Bazen daha büyük bir gerçeği ortaya çıkarmak için acımız ve ıstırabımızla yüzleşmek zorundayız.

İyi Cuma Çapraz
"Rabbimi çarmıha gerdiklerinde orada mıydın?" Bu, Kutsal Hafta'da söyleyip kendimize sorduğumuz takıntılı Afro-Amerikan ruhu: orada mıydık? Sonuna kadar İsa'ya sadık kaldık mı? Gerçekten anladık mı?

Herhangi birimizin ne yapacağını bilemeyiz ama korku beni kolayca alt edebilirdi. Peter gibi, bunu üç kez reddedebilirdim. İsa'yı tanımıyormuşum gibi davranabilirdim.

"Bazen beni titretiyor, titretiyor, titretiyor ..." sözler gider. Beni titretiyor. Öğrenciler gibi ben de diriliş vaadini hissetmiş olsam da. Çarmıhtaki korkunç ölüm işkencesine tanık olduktan sonra İsa'nın geri dönüşünün mümkün olduğuna inanmak zor olmalıydı.

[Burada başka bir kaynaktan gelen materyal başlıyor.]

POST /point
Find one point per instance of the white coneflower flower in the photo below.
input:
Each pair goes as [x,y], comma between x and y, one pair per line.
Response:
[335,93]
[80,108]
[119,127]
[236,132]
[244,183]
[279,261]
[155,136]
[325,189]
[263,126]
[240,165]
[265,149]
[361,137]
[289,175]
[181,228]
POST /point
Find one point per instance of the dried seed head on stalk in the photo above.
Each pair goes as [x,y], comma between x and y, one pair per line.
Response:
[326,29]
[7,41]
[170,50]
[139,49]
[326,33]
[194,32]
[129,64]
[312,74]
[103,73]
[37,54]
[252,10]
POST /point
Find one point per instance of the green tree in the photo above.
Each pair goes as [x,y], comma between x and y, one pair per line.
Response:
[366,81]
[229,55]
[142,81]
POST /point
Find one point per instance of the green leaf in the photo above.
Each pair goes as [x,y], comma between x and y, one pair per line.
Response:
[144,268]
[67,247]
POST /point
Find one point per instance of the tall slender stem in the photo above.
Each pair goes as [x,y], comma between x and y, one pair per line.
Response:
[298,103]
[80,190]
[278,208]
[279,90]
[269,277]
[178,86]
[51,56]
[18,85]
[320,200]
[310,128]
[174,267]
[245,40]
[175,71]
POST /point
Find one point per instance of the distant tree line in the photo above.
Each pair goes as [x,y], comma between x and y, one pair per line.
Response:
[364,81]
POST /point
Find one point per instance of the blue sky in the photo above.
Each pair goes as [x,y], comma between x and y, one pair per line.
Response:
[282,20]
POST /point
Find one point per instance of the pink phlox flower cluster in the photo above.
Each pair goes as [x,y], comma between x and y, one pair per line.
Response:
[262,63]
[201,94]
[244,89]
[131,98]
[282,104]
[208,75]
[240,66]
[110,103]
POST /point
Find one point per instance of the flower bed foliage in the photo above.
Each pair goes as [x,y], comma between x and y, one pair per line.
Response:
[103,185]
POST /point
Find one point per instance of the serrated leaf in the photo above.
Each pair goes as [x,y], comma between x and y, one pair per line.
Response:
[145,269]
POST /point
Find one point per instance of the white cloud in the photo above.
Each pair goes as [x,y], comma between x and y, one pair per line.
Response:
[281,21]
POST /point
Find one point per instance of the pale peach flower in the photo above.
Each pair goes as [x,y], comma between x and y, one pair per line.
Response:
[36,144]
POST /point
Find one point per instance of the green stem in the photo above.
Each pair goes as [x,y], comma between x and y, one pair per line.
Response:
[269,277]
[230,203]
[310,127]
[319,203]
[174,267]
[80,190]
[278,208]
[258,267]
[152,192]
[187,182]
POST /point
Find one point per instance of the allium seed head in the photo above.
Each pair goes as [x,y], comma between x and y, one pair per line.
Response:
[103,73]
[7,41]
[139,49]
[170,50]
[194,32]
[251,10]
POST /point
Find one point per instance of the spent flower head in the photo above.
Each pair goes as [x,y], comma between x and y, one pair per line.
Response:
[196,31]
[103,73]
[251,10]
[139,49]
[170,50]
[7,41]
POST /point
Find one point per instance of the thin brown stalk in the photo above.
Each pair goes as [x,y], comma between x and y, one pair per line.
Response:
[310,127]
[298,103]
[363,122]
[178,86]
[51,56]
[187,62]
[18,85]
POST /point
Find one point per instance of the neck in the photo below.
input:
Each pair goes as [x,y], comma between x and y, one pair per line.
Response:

Bazen atlamayı tercih ederim. Hayırlı Cuma servisini atlayın, Kutsal Perşembe'yi atlayın. Paskalya'ya kadar her şeyi unutun.

Sonra papazımızın bir zamanlar söylediği bir şeyi hatırlıyorum. Diriliş sırasında, İsa'nın ilk önce sonunda kendisine sıkışıp kalanlara kendini gösterdiğini gözlemledi.

"Orada ayrıca uzaktan izleyen birçok kadın vardı ..." Matta İncili'ni okur, "Mecdelli Meryem ve Yakup ve Yusuf'un annesi Meryem dahil ..."

Sadece birkaç ayet sonra "haftanın ilk gününün şafağına doğru, Mecdelli Meryem ve diğer Meryem mezarı görmeye gittiler" diye okuduk. Oradaydılar. Boş mezarı keşfetmek için.

Öğrencilere anlatmak için acele ediyorlar, ancak onlara ulaşmadan bile İsa iki kadına göründü. En kötü ihtimalle oradaydılar. Şaşırtıcı, şaşırtıcı iyi haberleri ilk elden deneyimlemek için buradayım.

Bazen daha büyük gerçeğin açığa çıkması için zor zamanların üstesinden gelmek, kaçmadan acımız ve ıstırabımızla yüzleşmek zorundayız.

Kutsal Cuma ile kalın. Paskalya yaklaşıyor.